Although autism has a clear genetic component, the high genetic heterogeneity of the disorder has been a challenge for the identification of causative genes. We used homozygosity analysis to identify probands from nonconsanguineous families that showed evidence of distant shared ancestry, suggesting potentially recessive mutations. Whole-exome sequencing of 16 probands revealed validated homozygous, potentially pathogenic recessive mutations that segregated perfectly with disease in 4/16 families. The candidate genes (UBE3B, CLTCL1, NCKAP5L, ZNF18) encode proteins involved in proteolysis, GTPase-mediated signaling, cytoskeletal organization, and other pathways. Furthermore, neuronal depolarization regulated the transcription of these genes, suggesting potential activity-dependent roles in neurons.
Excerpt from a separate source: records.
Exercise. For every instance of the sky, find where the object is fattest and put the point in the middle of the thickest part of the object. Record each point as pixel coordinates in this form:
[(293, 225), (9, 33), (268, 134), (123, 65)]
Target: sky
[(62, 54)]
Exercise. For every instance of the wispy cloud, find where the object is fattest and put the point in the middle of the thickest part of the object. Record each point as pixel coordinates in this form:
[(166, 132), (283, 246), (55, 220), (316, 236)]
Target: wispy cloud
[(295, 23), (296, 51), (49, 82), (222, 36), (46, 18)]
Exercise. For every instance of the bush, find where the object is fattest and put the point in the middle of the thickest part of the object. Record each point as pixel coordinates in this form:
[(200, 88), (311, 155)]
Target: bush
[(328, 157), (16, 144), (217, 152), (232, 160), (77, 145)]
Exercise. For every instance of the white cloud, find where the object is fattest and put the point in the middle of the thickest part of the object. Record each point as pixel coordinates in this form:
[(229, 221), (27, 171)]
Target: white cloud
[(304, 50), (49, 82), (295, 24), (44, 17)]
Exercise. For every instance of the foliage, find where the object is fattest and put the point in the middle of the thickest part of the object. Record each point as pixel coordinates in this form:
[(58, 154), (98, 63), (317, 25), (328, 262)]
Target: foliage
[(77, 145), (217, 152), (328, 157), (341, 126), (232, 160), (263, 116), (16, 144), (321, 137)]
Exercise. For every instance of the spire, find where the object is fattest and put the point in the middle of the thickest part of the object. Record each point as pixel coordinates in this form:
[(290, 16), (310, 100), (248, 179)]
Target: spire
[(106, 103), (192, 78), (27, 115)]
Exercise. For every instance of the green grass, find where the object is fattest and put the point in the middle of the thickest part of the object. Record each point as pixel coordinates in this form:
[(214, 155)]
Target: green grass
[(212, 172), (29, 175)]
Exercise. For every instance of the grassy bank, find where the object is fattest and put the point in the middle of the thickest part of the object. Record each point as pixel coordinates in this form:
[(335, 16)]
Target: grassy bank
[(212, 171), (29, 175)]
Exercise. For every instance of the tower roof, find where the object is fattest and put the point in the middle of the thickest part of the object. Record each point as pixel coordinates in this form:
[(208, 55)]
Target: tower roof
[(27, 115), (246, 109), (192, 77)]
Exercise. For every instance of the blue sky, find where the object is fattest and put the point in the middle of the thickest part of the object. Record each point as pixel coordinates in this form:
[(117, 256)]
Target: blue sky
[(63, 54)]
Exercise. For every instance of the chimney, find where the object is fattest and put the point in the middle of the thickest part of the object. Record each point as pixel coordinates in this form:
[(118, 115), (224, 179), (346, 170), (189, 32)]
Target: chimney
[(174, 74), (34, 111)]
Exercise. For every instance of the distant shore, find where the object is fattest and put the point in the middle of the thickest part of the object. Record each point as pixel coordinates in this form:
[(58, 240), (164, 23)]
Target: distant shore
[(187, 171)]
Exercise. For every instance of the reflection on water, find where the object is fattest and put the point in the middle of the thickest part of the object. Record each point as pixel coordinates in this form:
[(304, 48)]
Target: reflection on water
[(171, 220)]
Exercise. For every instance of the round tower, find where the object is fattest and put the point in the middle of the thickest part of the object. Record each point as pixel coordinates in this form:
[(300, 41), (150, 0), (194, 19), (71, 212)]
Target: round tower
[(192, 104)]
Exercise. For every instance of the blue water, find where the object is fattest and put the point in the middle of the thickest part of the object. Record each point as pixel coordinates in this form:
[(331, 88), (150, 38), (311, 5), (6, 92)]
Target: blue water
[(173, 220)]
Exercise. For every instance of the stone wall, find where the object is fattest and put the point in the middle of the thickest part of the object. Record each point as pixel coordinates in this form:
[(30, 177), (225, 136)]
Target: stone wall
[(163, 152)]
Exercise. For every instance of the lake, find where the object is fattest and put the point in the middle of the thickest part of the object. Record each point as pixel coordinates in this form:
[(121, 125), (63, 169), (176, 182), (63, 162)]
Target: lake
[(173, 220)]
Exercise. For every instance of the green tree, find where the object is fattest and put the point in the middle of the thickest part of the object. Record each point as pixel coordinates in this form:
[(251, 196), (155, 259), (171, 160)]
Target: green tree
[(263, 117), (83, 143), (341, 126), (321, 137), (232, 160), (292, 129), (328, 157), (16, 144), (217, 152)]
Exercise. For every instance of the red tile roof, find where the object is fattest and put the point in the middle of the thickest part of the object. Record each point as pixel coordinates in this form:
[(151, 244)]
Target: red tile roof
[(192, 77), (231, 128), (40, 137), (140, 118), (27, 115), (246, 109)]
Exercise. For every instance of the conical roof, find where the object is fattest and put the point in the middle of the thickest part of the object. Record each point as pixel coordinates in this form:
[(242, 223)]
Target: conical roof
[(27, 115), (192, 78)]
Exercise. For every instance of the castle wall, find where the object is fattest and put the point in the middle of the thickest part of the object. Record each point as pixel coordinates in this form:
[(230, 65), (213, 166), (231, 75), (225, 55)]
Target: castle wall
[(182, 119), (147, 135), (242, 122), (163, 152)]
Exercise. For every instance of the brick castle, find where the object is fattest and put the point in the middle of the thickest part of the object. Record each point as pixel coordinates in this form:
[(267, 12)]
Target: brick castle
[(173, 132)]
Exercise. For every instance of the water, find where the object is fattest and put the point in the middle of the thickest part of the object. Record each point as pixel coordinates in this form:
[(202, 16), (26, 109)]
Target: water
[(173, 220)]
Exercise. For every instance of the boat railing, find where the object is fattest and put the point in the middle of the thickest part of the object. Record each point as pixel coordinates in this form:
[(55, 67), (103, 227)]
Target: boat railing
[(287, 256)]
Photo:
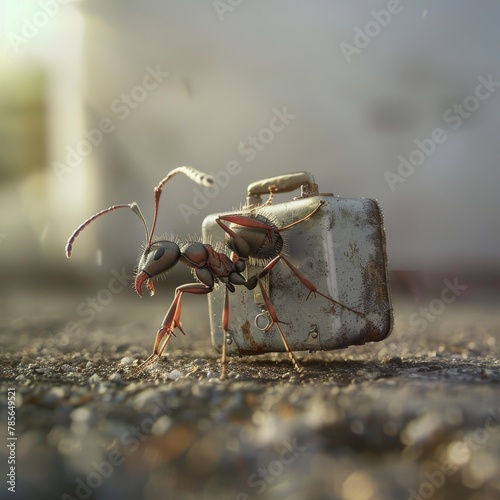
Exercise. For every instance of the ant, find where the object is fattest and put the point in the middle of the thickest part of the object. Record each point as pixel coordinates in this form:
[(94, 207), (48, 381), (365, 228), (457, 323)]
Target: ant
[(251, 236)]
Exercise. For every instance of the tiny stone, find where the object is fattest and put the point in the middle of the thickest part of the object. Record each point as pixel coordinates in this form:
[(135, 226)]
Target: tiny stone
[(174, 375), (116, 377)]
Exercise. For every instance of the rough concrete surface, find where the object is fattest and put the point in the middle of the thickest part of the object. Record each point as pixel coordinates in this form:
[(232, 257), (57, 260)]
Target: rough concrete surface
[(415, 416)]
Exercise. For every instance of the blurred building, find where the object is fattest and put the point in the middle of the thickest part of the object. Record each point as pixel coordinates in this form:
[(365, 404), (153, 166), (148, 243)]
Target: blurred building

We present a multidimensional strategy for filtering whole-exome sequence data to find candidate recessive mutations in autism, which may have broader applicability to other complex, heterogeneous disorders.

Author Summary

Autism spectrum disorders are neurodevelopmental disorders that are genetically highly heterogeneous, with no single gene accounting for more than 1% of cases. In order to identify recessive mutations, we selected probands from an outbred population based on abundance of homozygosity in their genomes. We interrogated the entire coding sequences of 16 probands that had evidence of parental shared ancestry and identified four candidate autism genes. Furthermore, the expression of these genes was responsive to neuronal activity. We present a strategy for identifying candidate recessive mutations in genetically complex disorders.

Introduction

Autism is a neurodevelopmental disorder characterized by impaired communication skills, social behavior abnormalities, and stereotypies, with a prevalence of ∼1/150 children [1]. It is considered to be one of the most highly genetic neuropsychiatric disorders with a heritability of 40–80% [2], [3]. Family studies show that siblings of autistic children are at a ∼25-fold higher risk to develop autism than the general population [4], and twin studies show concordance of the autism phenotype in 20–30% of dizygotic twins and ∼60% of monozygotic twins [3], [4]. Genome-wide linkage and association studies, and candidate gene approaches have identified several susceptibility loci and implicated potential autism genes [5][7]. The fact that no single genetic aberration accounts for more than 1% of cases suggests extreme genetic heterogeneity [8], [9], posing a major challenge to identifying causative genes. To date genes have been identified on the basis of overlap with other syndromic neurodevelopmental disorders (e.g. Fragile X syndrome, Angelman syndrome, Rett syndrome), chromosomal abnormalities and copy number variation, and as causes for nonsyndromic autism (e.g. NRXN1, NLGN3/4X, SHANK3) [4], [10]. In a few cases, autism has been shown to be caused by homozygous recessive mutations due to recent shared ancestry [11], although the contribution of recessive mutations in outbred populations remains unexplored.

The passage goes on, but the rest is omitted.